David Maljković (*1973 in Rijeka, lebt und arbeitet in Zagreb) beschäftigt sich in seinen Installationen, Filmen und Collagen mit den Kontinuitäten und Brüchen des jugoslawischen sozialistischen Projektes und den daraus entstandenen Bildern und Symbolen, die als Geschichtsrelikte heute teilweise noch eine überzeitliche Wirkmacht ausüben, im Allgemeinen aber ihre Bestimmung verloren haben. In der Filmarbeit Retired Form (2008) nimmt er in den Blick, wie sich die historische Formensprache eines aus den 1950er Jahren stammenden, modernistischen Denkmals gegen ein unmittelbares Verstehen sperrt. In der Installation After the Fair (2009) thematisiert Maljković die Lücke, die zwischen dem sozial-utopischen Denken Ex-Jugoslawiens um die 1950er Jahre und der gesellschaftlichen Prekarität durch die Umstellung auf das kapitalistische Wirtschaftssystem in den 1990ern Jahren klafft.

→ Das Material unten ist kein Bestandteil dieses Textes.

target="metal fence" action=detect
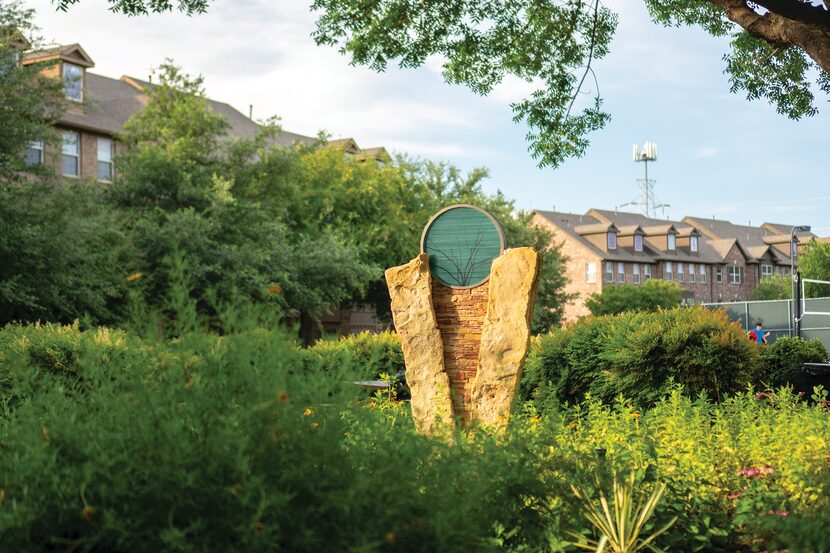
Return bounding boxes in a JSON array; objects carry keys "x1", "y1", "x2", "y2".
[{"x1": 702, "y1": 298, "x2": 830, "y2": 350}]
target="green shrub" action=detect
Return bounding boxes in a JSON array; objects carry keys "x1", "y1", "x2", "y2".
[
  {"x1": 758, "y1": 336, "x2": 828, "y2": 393},
  {"x1": 522, "y1": 307, "x2": 759, "y2": 405},
  {"x1": 306, "y1": 331, "x2": 404, "y2": 379}
]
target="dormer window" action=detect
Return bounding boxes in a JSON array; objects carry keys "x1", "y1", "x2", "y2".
[{"x1": 63, "y1": 62, "x2": 84, "y2": 102}]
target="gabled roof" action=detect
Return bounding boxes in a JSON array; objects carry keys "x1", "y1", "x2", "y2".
[
  {"x1": 574, "y1": 222, "x2": 617, "y2": 235},
  {"x1": 23, "y1": 44, "x2": 95, "y2": 67}
]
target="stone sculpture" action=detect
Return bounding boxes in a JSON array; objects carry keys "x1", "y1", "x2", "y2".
[{"x1": 386, "y1": 204, "x2": 541, "y2": 434}]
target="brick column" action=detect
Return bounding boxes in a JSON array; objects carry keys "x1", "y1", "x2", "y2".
[{"x1": 432, "y1": 280, "x2": 489, "y2": 426}]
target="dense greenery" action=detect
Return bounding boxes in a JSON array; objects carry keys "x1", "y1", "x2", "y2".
[
  {"x1": 522, "y1": 307, "x2": 759, "y2": 409},
  {"x1": 757, "y1": 336, "x2": 828, "y2": 393},
  {"x1": 585, "y1": 279, "x2": 683, "y2": 315},
  {"x1": 0, "y1": 54, "x2": 568, "y2": 332},
  {"x1": 0, "y1": 323, "x2": 830, "y2": 553}
]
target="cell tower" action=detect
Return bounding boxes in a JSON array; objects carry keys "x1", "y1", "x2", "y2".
[{"x1": 623, "y1": 142, "x2": 671, "y2": 218}]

Rosell Meseguer (*1976 in Orihuela/Cartagena, lebt und arbeitet in Madrid) widmet sich in OVNI Archive (UFO Archiv, 2007-2010) dem Thema der Spionage und der damit verbundenen Informationspolitik während der beiden Weltkriege und des Kalten Krieges bis heute. Das Archiv besteht aus einer von Meseguer erstellten Sammlung von Fotografien, Zeitungsausschnitten, Büchern und ähnlichen Materialien, die wie Indizien in eine abgründige politische Gedankenwelt führen. Das Archiv erinnert mit seinen verzweigten Gruppierungen und Vernetzungen an Aby Warburgs Mnemosyne-Atlas, wobei Meseguer den rätselhaften Spuren des geheimdienstlichen Untergrunds wie eine Psychohistorikerin folgt.
In Miscegenated Family Album (1980/1994), einer 16-teiligen Serie von Foto-Diptychen, thematisiert Lorraine O’Grady (*1934 in Boston, lebt und arbeitet in New York) ihr schwieriges Verhältnis zu ihrer älteren Schwester, indem sie Bilder aus ihrer persönlichen Familiengeschichte Aufnahmen von altägyptischen Nofretete-Darstellungen mit einer ähnlichen Schwesternthematik gegenüber stellt. Die Auswahl ist auf frappierenden formalen und ästhetischen Analogien zwischen den antiken und zeitgenössischen Porträts aufgebaut. Das selbst entworfene Familienalbum, die „Verwebung“ der eigenen Herkunft mit einer anderen Kultur und Identität ist dabei für O’Grady auch Ausdruck der eigenen hybriden Identität.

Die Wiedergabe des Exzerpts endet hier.